1993 descrive dunque questa transizione, con una regia più salda che si focalizza sui suoi personaggi, che ora si trovano a dover riflettere sul loro ruolo in questa partita e sulla strategia da adottare per rimanere a galla. Il magistrato Antonio Di Pietro, oltre a indagare sul marcio intorno ai grossi affari e nei palazzi del potere, deve affrontare il suo ego smisurato che potrebbe trasformare l’aula in uno spettacolo che svia l’attenzione sul preciso ruolo di un tribunale, che è quello di ottenere giustizia.

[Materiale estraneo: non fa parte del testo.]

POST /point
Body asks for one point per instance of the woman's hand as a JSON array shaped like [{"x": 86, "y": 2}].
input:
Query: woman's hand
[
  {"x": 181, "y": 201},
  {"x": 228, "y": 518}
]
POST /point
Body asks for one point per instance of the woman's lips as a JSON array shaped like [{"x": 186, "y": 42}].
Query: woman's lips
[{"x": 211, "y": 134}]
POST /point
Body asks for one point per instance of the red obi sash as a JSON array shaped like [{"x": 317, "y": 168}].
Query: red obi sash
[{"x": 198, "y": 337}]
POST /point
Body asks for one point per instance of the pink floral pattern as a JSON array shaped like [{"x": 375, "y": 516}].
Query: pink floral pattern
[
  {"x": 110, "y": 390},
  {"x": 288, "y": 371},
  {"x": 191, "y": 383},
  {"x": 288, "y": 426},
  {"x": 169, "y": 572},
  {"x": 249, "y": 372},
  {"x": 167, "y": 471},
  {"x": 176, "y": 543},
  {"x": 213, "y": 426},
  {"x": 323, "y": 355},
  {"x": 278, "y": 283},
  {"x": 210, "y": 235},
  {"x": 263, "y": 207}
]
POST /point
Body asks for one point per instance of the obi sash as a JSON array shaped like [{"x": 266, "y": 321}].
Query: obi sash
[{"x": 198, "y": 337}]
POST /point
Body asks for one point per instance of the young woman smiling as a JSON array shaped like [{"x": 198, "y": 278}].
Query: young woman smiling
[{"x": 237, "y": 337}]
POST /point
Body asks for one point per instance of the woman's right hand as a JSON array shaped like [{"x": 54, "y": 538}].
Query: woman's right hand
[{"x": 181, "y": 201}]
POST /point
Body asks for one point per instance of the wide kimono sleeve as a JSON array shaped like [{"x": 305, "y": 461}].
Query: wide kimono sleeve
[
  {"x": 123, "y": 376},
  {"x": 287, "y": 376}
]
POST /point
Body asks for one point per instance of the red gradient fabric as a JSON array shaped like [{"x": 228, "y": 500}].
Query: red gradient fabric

Luca Pastore, malato di AIDS a causa di una trasfusione di sangue infetto, deve invece fronteggiare il suo desiderio di vendetta verso l’azienda che ha guadagnato a scapito della salute e della vita dei pazienti che hanno contratto quel virus mortale.
Veronica Castello, la showgirl che è finalmente approdata alla prima serata sulla RAI, dopo l’incontro con un affascinante giornalista, deve decidere se quella vita di completa sottomissione ai voleri dei potenti per un posto in prima fila nelle trasmissioni di successo sia la soluzione giusta per lei. Pietro Bosco, il leghista arrivato a Roma per rompere con la tradizione, si trova improvvisamente intrappolato nell’alcool e nelle logiche di un sistema corrotto dalla base una volta seduti nella sedia di Montecitorio, trovandosi contro gran parte degli esponenti del partito, a partire dal Senatur Umberto Bossi. Bibi, l’ereditiera della ricchezza e dei problemi della famiglia Mainaghi, si trova infine in un bivio: continuare con gli affari (illeciti) iniziati dal padre con la mafia, oppure aiutare Pastore con la prosecuzione delle indagini di Mani Pulite.
La serie TV colpisce per il suo sguardo critico verso i fatti accaduti, mostrando le diverse sfumature dei personaggi senza utilizzare una facile, banale demonizzazione di uno rispetto a un altro. Il messaggio che arriva non è solamente rivolto alla storia, ma possiede certamente dei riferimenti alla società attuale, con i protagonisti della scena politica del passato che continuano a influire nelle sedi più importanti dello Stato nonostante il flusso del tempo. “Eppur si muove“, affermava Galileo, ma l’impressione è che tutto rimanga inalterato, statico, anche se la Terra, in silenzio, gira.